Thanks to Russia’s new broad and flexible extremism legislation, just about anyone who inconveniences the government can face arrest. Such a wide definition of extremism allows the Kremlin to use this legislation to punish and threaten its critics (such as Andrei Piontovsky), and impose a chilling effect on any journalists who should dare to write about the true state of Russia politics, lest they offend the masters of the dark arts in the FSB. Case in point, late Thursday, the Kremlin once again invoked the extremism law to briefly detain the Vedomosti reporter Valery Panyushkin as he was boarding a train for a business trip. From WSJ: Russia Briefly Holds Writer On Suspicion of Extremism
“It’s incomprehensible to me on what grounds and by whom Valery could be suspected of violating that law,” said Tatyana Lysova, editorial director at Vedomosti. “He’s just a journalist.” Mr. Panyushkin, 38 years old, writes about business and politics, and his columns have frequently attacked the Kremlin’s crackdown on dissent and political opposition. He was among a number of journalists arrested in Moscow this spring while attempting to cover an opposition march led by former chess champion Garry Kasparov that was violently subdued by riot police.

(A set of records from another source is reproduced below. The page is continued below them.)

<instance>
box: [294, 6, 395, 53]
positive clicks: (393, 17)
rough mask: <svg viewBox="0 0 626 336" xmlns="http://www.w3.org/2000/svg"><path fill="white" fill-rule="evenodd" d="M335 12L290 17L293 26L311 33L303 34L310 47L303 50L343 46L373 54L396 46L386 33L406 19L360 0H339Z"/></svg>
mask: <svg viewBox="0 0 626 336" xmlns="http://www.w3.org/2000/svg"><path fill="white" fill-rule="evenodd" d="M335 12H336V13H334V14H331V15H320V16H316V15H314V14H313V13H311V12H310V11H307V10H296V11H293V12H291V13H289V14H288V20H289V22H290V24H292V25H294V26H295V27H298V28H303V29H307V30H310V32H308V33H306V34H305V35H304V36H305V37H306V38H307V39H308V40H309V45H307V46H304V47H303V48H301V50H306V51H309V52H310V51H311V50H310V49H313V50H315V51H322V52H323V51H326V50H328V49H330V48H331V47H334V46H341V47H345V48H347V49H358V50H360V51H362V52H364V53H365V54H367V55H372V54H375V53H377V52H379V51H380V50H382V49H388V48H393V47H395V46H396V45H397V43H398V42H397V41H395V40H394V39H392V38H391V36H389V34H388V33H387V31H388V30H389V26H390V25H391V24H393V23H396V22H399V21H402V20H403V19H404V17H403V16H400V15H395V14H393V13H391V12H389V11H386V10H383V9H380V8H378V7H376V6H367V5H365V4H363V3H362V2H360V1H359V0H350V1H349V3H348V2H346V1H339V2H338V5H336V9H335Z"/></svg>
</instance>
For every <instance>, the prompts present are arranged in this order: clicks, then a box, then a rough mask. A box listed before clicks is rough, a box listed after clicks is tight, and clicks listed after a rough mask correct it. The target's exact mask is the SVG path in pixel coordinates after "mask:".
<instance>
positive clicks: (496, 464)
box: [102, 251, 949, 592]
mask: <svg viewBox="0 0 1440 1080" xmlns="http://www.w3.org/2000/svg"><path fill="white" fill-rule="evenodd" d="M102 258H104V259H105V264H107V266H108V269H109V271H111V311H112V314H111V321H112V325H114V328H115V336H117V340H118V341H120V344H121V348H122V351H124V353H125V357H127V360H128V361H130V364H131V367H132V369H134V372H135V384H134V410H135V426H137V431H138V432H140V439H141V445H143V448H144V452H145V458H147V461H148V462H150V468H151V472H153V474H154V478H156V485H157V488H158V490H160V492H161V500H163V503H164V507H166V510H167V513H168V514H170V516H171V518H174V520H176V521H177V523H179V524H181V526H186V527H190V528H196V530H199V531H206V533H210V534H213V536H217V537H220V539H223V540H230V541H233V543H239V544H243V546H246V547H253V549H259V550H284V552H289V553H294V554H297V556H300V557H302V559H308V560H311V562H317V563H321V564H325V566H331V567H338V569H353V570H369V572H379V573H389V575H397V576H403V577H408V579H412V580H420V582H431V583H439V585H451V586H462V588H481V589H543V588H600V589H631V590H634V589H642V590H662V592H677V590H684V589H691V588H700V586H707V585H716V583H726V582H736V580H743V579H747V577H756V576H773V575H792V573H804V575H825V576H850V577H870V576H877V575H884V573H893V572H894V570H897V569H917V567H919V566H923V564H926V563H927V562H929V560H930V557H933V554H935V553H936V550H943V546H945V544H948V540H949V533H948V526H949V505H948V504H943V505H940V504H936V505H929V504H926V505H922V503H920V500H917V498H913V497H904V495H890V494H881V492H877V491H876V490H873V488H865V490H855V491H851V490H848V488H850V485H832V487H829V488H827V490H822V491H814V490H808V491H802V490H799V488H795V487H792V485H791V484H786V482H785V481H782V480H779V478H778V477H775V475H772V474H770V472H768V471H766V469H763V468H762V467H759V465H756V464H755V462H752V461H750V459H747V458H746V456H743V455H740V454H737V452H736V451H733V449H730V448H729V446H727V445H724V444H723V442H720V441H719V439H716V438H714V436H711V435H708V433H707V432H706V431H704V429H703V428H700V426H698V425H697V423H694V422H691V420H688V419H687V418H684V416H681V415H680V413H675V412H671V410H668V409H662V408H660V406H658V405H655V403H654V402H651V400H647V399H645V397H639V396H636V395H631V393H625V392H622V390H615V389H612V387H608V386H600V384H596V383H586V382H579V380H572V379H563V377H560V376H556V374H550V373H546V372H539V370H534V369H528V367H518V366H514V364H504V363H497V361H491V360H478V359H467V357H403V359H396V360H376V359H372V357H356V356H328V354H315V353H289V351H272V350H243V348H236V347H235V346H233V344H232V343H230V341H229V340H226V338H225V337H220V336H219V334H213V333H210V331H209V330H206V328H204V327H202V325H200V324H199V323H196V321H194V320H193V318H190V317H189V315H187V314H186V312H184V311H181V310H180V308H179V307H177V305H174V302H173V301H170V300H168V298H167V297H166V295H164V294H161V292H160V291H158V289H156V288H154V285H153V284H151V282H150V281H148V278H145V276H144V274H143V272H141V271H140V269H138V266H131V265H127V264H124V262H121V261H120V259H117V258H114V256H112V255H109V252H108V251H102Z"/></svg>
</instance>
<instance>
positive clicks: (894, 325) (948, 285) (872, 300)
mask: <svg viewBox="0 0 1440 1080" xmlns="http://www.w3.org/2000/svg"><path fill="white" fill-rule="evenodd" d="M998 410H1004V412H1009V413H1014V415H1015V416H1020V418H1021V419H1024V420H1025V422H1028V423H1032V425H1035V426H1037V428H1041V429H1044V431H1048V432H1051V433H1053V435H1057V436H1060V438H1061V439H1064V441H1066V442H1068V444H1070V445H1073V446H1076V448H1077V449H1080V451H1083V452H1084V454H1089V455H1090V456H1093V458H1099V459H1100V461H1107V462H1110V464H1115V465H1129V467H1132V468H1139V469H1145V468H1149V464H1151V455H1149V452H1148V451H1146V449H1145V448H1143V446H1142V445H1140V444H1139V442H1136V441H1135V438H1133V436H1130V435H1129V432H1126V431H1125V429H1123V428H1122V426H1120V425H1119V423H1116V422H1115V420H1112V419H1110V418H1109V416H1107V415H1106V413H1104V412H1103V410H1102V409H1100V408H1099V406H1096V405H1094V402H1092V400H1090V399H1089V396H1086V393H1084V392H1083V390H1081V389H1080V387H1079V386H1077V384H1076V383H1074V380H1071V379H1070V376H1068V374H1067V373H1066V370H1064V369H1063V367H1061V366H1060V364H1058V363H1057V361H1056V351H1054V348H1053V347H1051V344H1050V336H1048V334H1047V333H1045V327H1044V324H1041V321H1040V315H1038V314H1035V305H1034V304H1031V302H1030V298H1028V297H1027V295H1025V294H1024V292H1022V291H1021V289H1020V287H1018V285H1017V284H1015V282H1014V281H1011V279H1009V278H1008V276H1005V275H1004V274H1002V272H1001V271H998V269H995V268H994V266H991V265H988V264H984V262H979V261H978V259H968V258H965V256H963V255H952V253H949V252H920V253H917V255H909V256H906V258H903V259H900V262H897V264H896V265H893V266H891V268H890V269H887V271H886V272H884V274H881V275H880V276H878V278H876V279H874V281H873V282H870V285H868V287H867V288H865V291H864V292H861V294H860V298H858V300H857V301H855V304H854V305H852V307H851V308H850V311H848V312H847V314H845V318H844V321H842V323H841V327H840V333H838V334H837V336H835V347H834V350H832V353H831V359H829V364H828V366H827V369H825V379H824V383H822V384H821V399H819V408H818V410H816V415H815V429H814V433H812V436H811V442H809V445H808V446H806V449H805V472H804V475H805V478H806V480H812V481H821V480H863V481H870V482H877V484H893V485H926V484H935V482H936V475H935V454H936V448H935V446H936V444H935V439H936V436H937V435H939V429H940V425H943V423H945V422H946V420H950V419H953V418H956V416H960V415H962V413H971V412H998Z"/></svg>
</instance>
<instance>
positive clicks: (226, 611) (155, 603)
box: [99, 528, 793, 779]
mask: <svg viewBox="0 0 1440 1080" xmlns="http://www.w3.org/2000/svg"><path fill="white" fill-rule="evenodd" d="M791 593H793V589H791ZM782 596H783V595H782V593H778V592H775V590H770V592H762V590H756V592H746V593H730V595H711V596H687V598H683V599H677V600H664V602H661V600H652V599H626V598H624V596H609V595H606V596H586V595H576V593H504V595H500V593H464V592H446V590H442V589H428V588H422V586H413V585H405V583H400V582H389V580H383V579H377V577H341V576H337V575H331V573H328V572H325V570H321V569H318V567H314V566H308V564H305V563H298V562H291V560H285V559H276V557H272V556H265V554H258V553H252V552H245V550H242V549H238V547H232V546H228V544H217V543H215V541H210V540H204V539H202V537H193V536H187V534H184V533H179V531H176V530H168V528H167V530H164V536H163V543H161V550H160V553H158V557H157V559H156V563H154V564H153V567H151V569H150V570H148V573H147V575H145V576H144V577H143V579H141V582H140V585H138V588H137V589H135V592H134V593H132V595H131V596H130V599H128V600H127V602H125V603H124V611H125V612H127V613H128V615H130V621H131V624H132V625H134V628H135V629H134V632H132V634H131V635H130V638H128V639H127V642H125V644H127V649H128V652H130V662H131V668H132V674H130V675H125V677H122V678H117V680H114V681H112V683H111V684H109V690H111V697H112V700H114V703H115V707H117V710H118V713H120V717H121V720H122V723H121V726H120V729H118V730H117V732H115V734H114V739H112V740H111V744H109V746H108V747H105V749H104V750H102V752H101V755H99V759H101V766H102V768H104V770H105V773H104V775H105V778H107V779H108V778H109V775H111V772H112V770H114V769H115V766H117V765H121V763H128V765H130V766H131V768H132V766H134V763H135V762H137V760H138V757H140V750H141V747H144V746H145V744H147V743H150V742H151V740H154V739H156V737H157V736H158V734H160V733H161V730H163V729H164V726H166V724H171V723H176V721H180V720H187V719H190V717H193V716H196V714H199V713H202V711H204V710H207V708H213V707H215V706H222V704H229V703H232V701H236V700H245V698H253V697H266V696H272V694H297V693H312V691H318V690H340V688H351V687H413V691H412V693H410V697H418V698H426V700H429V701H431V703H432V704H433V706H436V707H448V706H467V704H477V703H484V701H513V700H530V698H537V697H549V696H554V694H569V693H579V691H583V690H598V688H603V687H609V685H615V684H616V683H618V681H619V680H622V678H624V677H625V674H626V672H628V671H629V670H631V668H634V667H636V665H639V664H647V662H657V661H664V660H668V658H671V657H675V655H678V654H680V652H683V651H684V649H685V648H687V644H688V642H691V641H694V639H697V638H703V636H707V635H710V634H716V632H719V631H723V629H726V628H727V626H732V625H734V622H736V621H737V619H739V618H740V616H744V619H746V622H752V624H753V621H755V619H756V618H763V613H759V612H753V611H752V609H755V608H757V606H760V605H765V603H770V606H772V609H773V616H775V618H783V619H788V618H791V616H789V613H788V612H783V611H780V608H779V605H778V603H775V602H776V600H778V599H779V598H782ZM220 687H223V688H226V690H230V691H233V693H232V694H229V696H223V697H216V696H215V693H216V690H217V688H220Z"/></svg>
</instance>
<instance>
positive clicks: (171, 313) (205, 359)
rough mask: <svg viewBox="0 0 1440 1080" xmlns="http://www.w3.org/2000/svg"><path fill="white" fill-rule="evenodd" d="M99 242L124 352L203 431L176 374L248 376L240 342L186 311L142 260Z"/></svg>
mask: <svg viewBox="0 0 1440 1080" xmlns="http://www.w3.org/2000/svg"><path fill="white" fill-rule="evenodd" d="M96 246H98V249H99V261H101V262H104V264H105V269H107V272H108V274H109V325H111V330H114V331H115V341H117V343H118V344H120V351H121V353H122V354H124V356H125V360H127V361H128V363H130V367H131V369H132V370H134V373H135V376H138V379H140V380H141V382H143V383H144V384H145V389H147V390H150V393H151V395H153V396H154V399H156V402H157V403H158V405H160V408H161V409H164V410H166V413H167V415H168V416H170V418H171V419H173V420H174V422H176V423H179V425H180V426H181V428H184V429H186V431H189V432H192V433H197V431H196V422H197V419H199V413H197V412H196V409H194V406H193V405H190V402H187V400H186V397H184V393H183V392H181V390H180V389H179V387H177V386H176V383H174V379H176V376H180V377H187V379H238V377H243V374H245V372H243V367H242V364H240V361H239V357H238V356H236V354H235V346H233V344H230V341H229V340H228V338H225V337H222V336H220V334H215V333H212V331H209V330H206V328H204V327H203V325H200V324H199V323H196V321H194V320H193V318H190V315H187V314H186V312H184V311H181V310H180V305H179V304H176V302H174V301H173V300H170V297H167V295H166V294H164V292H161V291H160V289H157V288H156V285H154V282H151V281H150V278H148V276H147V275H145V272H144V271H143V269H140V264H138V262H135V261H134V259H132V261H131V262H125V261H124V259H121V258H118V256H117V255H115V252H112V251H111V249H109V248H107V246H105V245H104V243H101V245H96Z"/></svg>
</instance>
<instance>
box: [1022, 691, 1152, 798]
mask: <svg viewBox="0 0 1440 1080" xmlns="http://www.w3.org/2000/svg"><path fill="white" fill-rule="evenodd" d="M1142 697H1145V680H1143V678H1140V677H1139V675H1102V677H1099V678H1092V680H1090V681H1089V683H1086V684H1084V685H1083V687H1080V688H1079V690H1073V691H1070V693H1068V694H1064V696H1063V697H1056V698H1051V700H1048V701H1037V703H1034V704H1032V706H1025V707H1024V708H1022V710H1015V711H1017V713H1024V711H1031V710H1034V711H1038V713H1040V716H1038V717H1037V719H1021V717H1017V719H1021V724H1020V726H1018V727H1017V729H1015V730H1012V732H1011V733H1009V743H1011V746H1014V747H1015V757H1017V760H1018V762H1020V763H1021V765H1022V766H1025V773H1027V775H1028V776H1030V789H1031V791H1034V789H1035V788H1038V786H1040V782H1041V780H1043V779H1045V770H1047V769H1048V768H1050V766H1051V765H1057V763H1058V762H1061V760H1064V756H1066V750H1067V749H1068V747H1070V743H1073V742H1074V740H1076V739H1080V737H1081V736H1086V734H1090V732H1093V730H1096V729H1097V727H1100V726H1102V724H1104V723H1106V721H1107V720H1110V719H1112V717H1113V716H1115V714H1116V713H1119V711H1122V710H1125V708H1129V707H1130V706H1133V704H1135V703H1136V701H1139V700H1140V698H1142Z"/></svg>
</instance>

Furthermore, the harassment of Panyushkin comes with suspicious timing, on the exact same day that we on the Mikhail Khodorkovsky defense team won a major landmark decision from the Swiss prosecutor which underscores the political nature of his persecution, and the illegitimacy of the Russian procuracy. Panyushkin, in addition to being a consummate professional journalist, covering not only democracy movements in Russia but also Belarus and the Ukraine, is also the author of the bestselling book about Mikhail Khodorkovsky entitled “Khodorkovsky: the Prisoner of Silence.” It is furthermore tragically ironic that back in April, while reporting on the March of the Discontented, Panyushkin speculated that “most of the people who feel disgusted about the lies of Putin’s regime do not take to the streets, because they are afraid to be seen in the company of “extremists,” but this fear evaporates as the lack of freedom becomes suffocating.” We can only hope that people like Panyushkin only feel more emboldened and inspired by these outrageous repressive acts.